La relation avec la France d'Alexander Cohen, né hollandais en 1864 à Leeuwarden, mort français en 1961 à Toulon, n'est que la longue aventure d'amour d'un homme rebelle de nature, méridional de tempérament. Socialiste à ses débuts dans les lettres, il devient promptement anarchiste pour terminer son existence comme monarchiste (français) convaincu. Renvoyé de l'école, il est d'abord apprentitanneur en Allemagne; réexpédié à Leeuwarden, il s'engage comme commis aux écritures dans l'armée indo-néerlandaise. Nouvelle erreur, soldée par une longue détention et le retour aux Pays-Bas. De commis aux écritures, le voici journaliste indépendant. Il le restera jusqu'à la fin de sa carrière mouvementée.

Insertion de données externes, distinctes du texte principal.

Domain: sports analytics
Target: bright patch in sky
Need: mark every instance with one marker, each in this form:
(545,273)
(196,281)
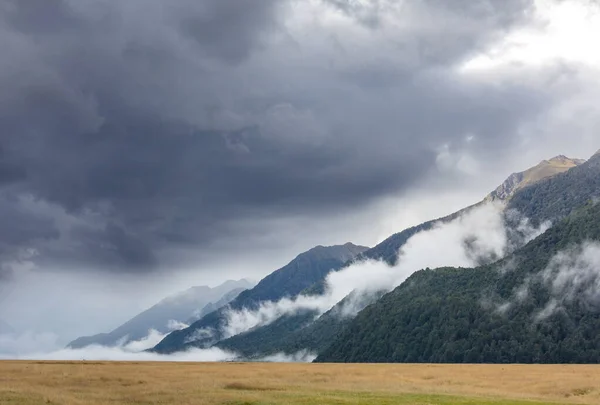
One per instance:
(561,32)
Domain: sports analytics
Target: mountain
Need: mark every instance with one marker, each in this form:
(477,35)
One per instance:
(515,184)
(558,196)
(540,305)
(301,331)
(289,281)
(294,333)
(179,308)
(544,170)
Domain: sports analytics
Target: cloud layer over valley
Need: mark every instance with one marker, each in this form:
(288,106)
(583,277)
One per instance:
(148,146)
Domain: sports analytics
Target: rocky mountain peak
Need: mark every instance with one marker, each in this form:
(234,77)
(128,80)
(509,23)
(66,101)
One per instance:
(544,170)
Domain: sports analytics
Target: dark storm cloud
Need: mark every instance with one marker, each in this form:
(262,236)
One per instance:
(152,124)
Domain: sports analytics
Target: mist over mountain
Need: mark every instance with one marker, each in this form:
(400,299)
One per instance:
(308,329)
(5,328)
(539,305)
(287,282)
(169,314)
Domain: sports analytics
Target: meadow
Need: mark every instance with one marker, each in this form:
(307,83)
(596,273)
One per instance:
(87,382)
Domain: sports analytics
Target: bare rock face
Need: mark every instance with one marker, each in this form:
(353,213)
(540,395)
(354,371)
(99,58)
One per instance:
(544,170)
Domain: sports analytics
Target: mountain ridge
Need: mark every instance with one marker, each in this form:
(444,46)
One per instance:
(178,307)
(441,316)
(288,281)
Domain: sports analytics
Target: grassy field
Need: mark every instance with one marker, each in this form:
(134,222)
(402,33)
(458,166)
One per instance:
(67,383)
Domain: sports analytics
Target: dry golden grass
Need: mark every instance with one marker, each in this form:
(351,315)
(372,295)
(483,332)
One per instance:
(74,383)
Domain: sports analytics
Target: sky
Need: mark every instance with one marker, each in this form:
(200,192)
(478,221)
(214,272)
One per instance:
(148,146)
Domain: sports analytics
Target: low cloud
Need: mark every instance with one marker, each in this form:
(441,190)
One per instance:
(44,346)
(570,275)
(573,274)
(477,236)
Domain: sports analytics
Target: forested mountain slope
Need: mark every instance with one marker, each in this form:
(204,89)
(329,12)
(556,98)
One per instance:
(539,305)
(289,281)
(297,332)
(179,308)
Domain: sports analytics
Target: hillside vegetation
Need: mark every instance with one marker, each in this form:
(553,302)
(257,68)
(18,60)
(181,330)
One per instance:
(508,312)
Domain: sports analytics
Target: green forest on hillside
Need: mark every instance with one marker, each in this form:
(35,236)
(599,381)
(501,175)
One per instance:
(460,315)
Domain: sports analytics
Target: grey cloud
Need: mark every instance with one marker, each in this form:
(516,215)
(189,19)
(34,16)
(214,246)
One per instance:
(167,122)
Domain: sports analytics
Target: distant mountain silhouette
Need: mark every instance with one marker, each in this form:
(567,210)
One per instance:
(183,307)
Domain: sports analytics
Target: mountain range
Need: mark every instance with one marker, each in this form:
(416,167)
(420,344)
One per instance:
(289,281)
(532,301)
(179,309)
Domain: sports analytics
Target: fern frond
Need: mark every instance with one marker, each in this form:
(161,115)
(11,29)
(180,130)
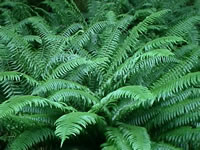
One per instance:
(181,135)
(115,137)
(137,137)
(171,112)
(31,137)
(17,76)
(173,86)
(183,26)
(163,146)
(65,94)
(66,67)
(15,104)
(73,123)
(162,42)
(58,84)
(136,93)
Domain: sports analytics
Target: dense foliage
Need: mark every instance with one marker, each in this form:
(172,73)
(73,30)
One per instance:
(99,74)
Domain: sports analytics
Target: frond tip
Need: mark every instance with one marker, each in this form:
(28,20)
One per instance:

Ses premiers articles paraissent dans Groninger Weekblad, Morgenrood et Recht voor allen (L'Hebdomadaire de Groningue, Matin rouge, Droit pour tous), ce dernier dirigé par Domela Nieuwenhuis, père du mouvement socialiste à cette époque. Ses derniers articles aux Pays-Bas sont publiés dans les quotidiens De Telegraaf (Le Télégraphe) de 1906 aux années vingt et, de 1955 à 1957, dans Het Parool (La Parole). Ceci est cependant loin de représenter la somme de ses collaborations aux journaux et périodiques hollandais, et nous ne parlons pas des articles parus dans les feuilles anarchistes françaises, de ce qu'il écrivit dans Le Matin, Le Figaro, Le Temps et Le Mercure de France. Enfin, durant une période anglaise, entre 1893 et 1896, il collabora notamment à The torch of anarchy (Le flambeau de l'anarchie).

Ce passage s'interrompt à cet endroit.